Australia Pork Case -- On Nov.18, the Australian High Court will hear Australia Pork Limited's (APL) request to expedite its appeal of a ruling that lifted a ban on pork imports. APL is requesting a hearing for the high court to overturn an earlier ruling that allowed pig meat imports from countries including the United States.
Avian Influenza -- The administration announced funding of a $7.1 billion program, National Strategy to Safeguard Against the Danger of Pandemic Influenza. As part of this effort, USDA will request $91 million for additional resources to "safeguard the United States against highly transmissible forms of avian influenza." The additional funds will be used to stockpile animal vaccine, surveillance and diagnostic measures of wildlife/bird flyways, biosecurity measures, trade compliance smuggling interventions enforcement, research and development and planning and preparedness training.

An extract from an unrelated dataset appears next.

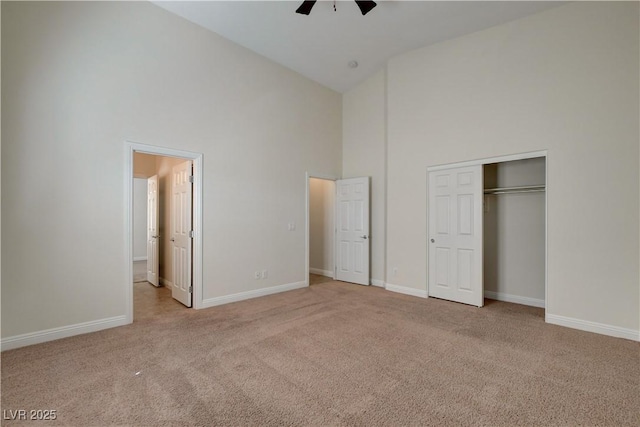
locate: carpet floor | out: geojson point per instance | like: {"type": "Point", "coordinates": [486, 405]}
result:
{"type": "Point", "coordinates": [331, 354]}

Canadian Cattle Over 30 Months -- Nine congressmen are asking USDA to expedite a rule to permit the importation of cattle over 30 months of age for slaughter and meat from Canadian cattle. The members indicated the continued border closure for this type of cattle is having a negative impact on U.S. plants. The letter said, the "border closure has led some beef processing plants to significantly reduce hours or close indefinitely to absorb the increasing pressure of the current situation, resulting in job loss, reductions in workers' take home pay and plant closures." Those signing the letter were Congressmen John Boehner (R-OH); Mike Conaway (R-TX); Charles Dent (R-PA); Charles Gonzalez (D-TX); Mark Green (R-WI); Gil Gutknecht (R-MN); John Peterson (R-PA); Paul Ryan (R-WI); and Don Sherwood (R-PA).
National Soybean Rust Risk Management Tool -- USDA will continue to fund programs to track the spread of soybean rust and create the Pest Information Platform. Agriculture Secretary Mike Johanns said, "The soybean rust sentinel plots, mobile team monitoring program and online reporting system are important tools for our producers. Timely information is essential to help farmers combat plant diseases and we are committed to providing it." The soybean rust risk management tool is available at: www.sbrusa.net.